In an unrelated incident just before the tragedy, Gutierrez-Reed was cautioned by the police for taking a gun into the Matador, a punk music dive bar in Santa Fe.

‘She wasn’t a regular here,’ a barmaid with a 2ft Mohican hairstyle told me on Thursday.

In the dimly lit dump with its graffitied walls, you have to wonder why a young woman would risk so much to carry a loaded weapon into a place like this, where the only danger is an ear bleed from the deafening music.

Earlier yesterday, before the case was sensationally dropped, it was business as usual back in court. Baldwin’s defence lawyers had made yet another attempt to have the case dismissed, accusing the prosecution of burying evidence.

Prosecutor Kari Morrissey dismissed this as ‘a wild goose chase’ while Judge Sommer looked on, wearied. At the defence table, Baldwin made notes and consulted his iPad in a day of bitter recriminations and legal chaos.

Hannah Gutierrez-Reed herself was due, next week, to have been called by the prosecution to give evidence against her former boss It would have been an interesting moment, given that the last time they met was on the Rust set, in those far off days before the nightmare began.

Back then, Hutchins the cinematographer, Gutierrez-Reed the armourer and Baldwin the actor were all creative spirits united in the noble common purpose of making movie magic. Now Halyna is dead, Hannah is in prison and Alex was on trial.

From her seat in the public benches directly behind Baldwin, Hilaria’s support for her beleaguered husband never wavered.

In her grey trouser suit, hoop earrings and trademark vertiginous heels, she remained a one-woman perfect storm of positive energy, even if there were moments when she looks gaunt.

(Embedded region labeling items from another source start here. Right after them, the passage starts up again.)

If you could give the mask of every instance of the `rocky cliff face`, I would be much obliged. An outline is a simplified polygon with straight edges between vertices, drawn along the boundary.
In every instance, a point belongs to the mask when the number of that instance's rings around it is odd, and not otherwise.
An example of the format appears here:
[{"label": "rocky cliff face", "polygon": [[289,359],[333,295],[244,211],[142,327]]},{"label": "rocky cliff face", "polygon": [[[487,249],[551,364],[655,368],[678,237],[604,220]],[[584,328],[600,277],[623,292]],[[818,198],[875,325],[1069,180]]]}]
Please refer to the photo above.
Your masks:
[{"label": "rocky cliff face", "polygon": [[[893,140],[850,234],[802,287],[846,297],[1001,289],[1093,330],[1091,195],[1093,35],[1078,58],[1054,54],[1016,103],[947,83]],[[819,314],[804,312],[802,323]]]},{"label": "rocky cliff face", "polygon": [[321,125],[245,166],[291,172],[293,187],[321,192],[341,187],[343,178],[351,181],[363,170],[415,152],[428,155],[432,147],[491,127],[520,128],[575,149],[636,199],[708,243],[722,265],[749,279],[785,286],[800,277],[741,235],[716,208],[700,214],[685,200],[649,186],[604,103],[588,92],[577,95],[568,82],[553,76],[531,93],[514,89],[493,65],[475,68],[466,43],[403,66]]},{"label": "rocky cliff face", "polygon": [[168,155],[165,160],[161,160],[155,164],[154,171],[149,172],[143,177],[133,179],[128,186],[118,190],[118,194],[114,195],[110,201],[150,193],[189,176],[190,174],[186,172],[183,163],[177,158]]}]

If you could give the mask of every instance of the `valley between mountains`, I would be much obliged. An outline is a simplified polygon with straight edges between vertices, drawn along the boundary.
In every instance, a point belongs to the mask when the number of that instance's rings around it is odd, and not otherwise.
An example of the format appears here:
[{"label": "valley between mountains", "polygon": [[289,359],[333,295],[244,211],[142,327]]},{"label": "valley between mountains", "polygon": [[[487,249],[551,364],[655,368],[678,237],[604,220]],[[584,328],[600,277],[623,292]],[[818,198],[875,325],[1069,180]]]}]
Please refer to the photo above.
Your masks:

During a break in the trial earlier in the week, I watched Alec and Hilaria walk along a quiet corridor in the courthouse, their bodies pressed close, their heads together, for a moment oblivious to everything except each other.

She was making large circular pats on his back, the kind you give to a colicky baby, while talking soothingly in his ear. Then they walked back into the courtroom hand in hand. You can see what a tremendous tower of strength she is to him, how much he depended on her and how utterly resolute she has been in the face of this calamity visited upon her family.

She’s got seven children under the age of ten and a husband who has seen his income stream enter a period of drought, which is possibly terminal despite yesterday’s dismissal of the case. They’ve had to sell their big house, tailor their dreams and downsize their plans for the future.

You could argue they have not suffered as much as Halyna Hutchins’s family. Yet as Bill Roney from The Outdoorsman said: ‘Somebody really messed up. But this is a tragedy for everyone, including Alec Baldwin.’ However, come what may, Mrs Baldwin is not going to buckle. And you have to admire her for that.